Kim Kardashian Made Me A Feminist

Yesterday was International Women's Day. I had no idea until I saw the hashtag popping up everywhere I looked. Nevertheless, it was a day to celebrate women and all their glory (thank you so much for noticing!).

I've never really considered myself a feminist. Not that I'm anti-feminism, I just really like a door held for me, dinner paid for, and being the one that my future kids will love first by default. I love being a girl and pretty much everything that goes along with it. That's not to say I don't agree with the women's right movement (seriously, why am I making less than a man again?), or that I don't have an opinion on how women are treated. I just don't feel super passionate to the point where I want to protest and really take part in the movement.

Though, maybe I am more of a feminist than I think?

Yesterday, a friend of mine (Joy!) posted this quote on Instagram. I wanted to "like" it 50 million times. I very seriously may hang it up in my future daughter's room (assuming God gives me a little mini me someday)...

"I want to apologize to all the women I have called pretty before I've called them intelligent or brave. I am sorry it made it sound as though something as simple as what you're born with is the most you have to be proud of when your spirit has crushed mountains. From now on I will say things like, 'you are resilient' or 'you are extraordinary'. Not because I don't think you're pretty, but because you are so much more than that" - Rupi Kaur

How much I wish I had grown up in a world where I'm not constantly concerned with my looks. If you've followed this blog you know where that's lead me (nowhere good!). I wish every girl out there could be proud of herself and not feel this crushing weight on them to have to look a certain way to be appreciated and loved.

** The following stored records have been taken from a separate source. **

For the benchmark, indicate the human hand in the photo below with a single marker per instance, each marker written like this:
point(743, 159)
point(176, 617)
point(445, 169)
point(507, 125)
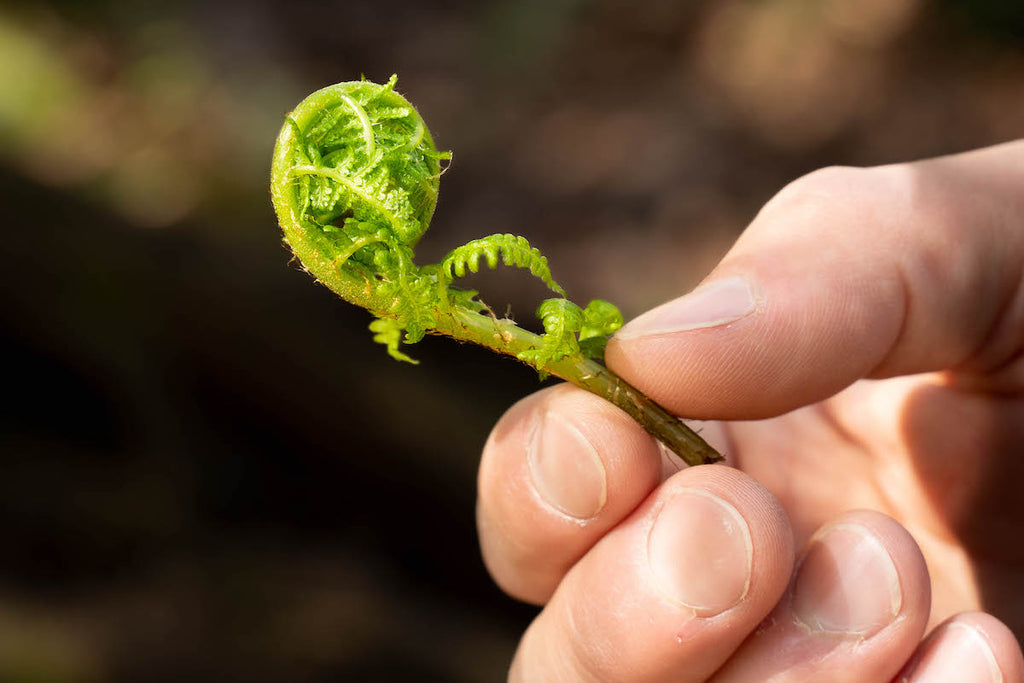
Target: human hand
point(859, 355)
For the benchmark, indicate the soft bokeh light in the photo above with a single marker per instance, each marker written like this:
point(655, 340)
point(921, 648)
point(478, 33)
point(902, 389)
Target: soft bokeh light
point(210, 472)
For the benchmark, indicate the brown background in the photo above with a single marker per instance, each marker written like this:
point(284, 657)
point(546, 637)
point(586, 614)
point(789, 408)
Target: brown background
point(208, 470)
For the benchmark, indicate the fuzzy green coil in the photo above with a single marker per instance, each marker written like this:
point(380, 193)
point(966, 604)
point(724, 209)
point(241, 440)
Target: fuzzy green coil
point(354, 182)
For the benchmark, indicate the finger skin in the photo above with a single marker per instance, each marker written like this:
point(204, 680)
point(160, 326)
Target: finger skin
point(527, 543)
point(612, 620)
point(790, 647)
point(970, 646)
point(854, 272)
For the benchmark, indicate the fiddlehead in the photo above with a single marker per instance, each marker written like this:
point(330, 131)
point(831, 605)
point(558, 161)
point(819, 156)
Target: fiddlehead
point(354, 182)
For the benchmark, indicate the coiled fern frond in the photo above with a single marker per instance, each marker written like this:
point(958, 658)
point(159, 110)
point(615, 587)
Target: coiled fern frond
point(354, 182)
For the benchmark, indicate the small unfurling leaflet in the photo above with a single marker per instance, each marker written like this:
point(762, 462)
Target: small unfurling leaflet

Unless you live under a rock, you've probably heard about Kim Kardashian's naked selfie (if you found this blog via instagram, you've seen the selfie with me in the background curtesy of Spencer's awesome photoshopping). When I first saw it, I rolled my eyes at her. Seriously? Because the world needs to see your naked body once again? We get it, you're hot.

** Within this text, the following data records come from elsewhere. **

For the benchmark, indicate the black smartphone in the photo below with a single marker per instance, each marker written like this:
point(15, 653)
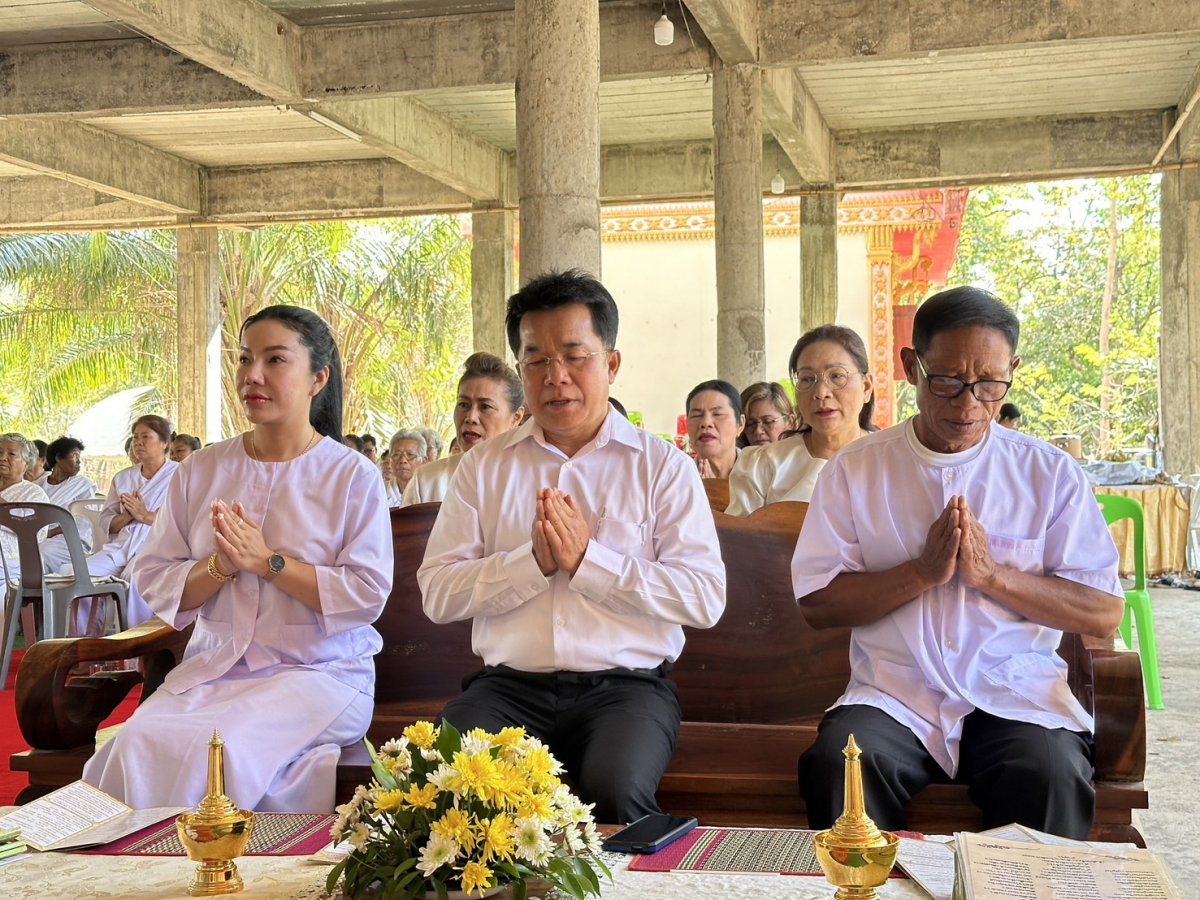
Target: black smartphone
point(649, 834)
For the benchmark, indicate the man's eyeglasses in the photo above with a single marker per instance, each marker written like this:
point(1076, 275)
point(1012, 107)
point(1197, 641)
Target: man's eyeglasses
point(948, 388)
point(571, 361)
point(767, 421)
point(837, 377)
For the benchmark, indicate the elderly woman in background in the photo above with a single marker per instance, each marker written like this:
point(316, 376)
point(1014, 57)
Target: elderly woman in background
point(407, 454)
point(183, 445)
point(714, 424)
point(131, 508)
point(769, 413)
point(17, 454)
point(37, 468)
point(491, 401)
point(835, 397)
point(64, 485)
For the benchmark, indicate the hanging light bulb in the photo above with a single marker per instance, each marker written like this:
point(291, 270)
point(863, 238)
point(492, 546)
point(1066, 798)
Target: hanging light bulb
point(664, 31)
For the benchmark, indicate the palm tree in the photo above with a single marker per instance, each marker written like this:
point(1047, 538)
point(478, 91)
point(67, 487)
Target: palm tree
point(83, 316)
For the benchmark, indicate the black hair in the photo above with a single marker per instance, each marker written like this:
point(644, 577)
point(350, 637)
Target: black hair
point(853, 345)
point(486, 365)
point(325, 413)
point(958, 307)
point(555, 289)
point(725, 388)
point(60, 448)
point(156, 424)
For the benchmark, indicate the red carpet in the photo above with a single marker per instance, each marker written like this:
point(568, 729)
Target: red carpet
point(11, 742)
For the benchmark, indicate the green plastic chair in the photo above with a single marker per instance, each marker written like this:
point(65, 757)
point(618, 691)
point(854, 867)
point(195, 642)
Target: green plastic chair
point(1138, 599)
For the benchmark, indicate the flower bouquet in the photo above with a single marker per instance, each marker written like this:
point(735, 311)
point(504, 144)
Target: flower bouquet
point(471, 813)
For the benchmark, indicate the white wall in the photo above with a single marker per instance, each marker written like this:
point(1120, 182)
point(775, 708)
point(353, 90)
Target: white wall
point(666, 291)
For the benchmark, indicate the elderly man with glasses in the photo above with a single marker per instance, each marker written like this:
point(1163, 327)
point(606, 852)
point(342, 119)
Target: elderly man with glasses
point(958, 552)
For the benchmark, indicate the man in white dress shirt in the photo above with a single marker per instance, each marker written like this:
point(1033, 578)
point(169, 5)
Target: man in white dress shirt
point(959, 552)
point(580, 545)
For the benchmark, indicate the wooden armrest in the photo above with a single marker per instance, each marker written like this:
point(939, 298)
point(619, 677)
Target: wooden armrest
point(57, 712)
point(1119, 706)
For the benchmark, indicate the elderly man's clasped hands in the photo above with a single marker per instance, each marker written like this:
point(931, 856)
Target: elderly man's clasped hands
point(561, 533)
point(957, 543)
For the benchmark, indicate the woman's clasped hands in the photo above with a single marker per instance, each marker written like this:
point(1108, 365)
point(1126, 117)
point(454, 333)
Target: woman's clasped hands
point(238, 540)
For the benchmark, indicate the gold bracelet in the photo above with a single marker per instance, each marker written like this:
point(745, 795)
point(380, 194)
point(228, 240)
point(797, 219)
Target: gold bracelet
point(216, 573)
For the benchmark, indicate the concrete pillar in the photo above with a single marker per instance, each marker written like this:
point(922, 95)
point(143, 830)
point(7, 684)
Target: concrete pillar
point(737, 199)
point(558, 135)
point(491, 277)
point(1179, 360)
point(819, 259)
point(197, 283)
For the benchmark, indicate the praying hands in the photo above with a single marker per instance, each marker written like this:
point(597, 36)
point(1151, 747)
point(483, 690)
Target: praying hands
point(561, 533)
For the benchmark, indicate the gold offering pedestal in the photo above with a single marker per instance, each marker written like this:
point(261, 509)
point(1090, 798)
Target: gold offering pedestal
point(855, 855)
point(216, 833)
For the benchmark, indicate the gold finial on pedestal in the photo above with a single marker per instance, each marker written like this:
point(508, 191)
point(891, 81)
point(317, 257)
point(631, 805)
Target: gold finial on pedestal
point(216, 833)
point(855, 855)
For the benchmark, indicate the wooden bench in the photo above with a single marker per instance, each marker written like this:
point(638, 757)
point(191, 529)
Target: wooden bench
point(753, 689)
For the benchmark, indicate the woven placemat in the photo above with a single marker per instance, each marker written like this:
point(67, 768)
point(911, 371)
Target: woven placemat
point(276, 834)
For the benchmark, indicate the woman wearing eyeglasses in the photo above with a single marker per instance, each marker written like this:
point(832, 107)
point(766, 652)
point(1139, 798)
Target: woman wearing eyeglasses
point(769, 414)
point(834, 396)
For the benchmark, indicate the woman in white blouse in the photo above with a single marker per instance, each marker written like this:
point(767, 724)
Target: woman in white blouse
point(491, 402)
point(834, 396)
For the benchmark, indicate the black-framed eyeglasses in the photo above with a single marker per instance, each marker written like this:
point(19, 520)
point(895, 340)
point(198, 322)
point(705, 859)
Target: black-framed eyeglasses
point(573, 361)
point(948, 388)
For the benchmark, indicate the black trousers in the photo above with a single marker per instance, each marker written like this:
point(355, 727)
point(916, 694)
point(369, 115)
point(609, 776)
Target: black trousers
point(613, 731)
point(1014, 772)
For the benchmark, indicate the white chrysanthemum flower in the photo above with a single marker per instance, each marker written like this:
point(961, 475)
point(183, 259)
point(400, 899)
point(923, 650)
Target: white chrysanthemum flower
point(531, 838)
point(394, 747)
point(437, 852)
point(359, 835)
point(443, 777)
point(592, 839)
point(473, 744)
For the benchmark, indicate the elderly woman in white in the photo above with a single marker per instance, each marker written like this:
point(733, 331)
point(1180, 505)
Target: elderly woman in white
point(835, 397)
point(17, 454)
point(491, 402)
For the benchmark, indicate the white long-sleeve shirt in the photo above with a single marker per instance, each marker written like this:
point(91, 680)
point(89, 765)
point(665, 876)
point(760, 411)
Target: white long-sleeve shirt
point(954, 649)
point(653, 563)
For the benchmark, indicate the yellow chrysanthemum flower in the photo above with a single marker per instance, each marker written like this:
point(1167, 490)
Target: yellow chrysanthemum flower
point(496, 838)
point(389, 801)
point(455, 825)
point(477, 774)
point(421, 735)
point(475, 876)
point(421, 797)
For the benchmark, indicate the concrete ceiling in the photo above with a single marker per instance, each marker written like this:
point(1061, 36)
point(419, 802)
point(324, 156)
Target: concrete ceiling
point(120, 112)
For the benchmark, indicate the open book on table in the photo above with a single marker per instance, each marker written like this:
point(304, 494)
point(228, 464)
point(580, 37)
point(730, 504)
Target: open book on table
point(79, 816)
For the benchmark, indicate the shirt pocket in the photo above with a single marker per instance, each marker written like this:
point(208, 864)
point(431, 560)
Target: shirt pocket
point(1020, 553)
point(629, 539)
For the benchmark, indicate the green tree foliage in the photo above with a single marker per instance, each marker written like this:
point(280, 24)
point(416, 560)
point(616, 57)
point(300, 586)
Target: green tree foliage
point(1044, 249)
point(83, 316)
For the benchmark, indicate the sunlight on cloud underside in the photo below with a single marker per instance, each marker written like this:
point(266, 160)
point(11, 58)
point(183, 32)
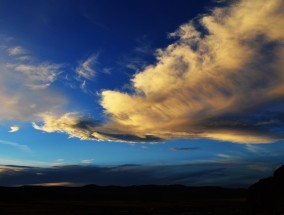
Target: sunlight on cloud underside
point(217, 83)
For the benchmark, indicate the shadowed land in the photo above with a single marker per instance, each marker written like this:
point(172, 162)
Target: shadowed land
point(264, 197)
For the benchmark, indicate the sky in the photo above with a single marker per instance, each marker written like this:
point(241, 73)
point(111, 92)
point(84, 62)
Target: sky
point(141, 92)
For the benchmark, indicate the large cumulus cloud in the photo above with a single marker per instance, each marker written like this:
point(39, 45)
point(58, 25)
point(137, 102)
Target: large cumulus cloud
point(222, 79)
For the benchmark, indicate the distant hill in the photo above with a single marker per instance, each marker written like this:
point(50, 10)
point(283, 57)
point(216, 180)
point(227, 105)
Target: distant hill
point(267, 195)
point(93, 192)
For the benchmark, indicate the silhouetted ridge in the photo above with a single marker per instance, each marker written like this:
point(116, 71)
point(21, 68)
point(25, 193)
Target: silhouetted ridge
point(267, 195)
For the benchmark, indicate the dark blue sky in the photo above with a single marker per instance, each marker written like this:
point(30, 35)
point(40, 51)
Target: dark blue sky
point(177, 91)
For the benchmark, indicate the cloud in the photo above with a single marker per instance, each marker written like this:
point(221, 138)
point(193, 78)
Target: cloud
point(25, 86)
point(86, 128)
point(222, 79)
point(17, 50)
point(85, 69)
point(38, 76)
point(183, 149)
point(14, 128)
point(89, 161)
point(16, 145)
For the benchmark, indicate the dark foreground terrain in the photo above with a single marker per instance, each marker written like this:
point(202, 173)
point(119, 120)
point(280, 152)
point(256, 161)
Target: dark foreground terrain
point(117, 200)
point(264, 197)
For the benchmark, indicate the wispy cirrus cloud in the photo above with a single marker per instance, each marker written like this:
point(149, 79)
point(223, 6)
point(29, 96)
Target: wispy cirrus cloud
point(223, 82)
point(86, 68)
point(16, 145)
point(14, 128)
point(25, 84)
point(17, 50)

Then, she posted an essay/statement about the picture, and it made me realize I'm part of the problem I wish I and every other woman didn't have to deal with. I judged her. I rolled my eyes and thought she was a slut simply because she doesn't share my values of not showing the whole world my naked body (sorry, world!). I thought she was seeking attention. I thought "is your only value being someone men want to have sex with?"

In her statement, Kim said,  "I'll never understand why people get so bothered by what other people choose to do wither their lives...I'm a bad role model for being proud of my body?...I am empowered by my body. I am empowered by my sexuality. I am empowered by feeling comfortable in my own skin."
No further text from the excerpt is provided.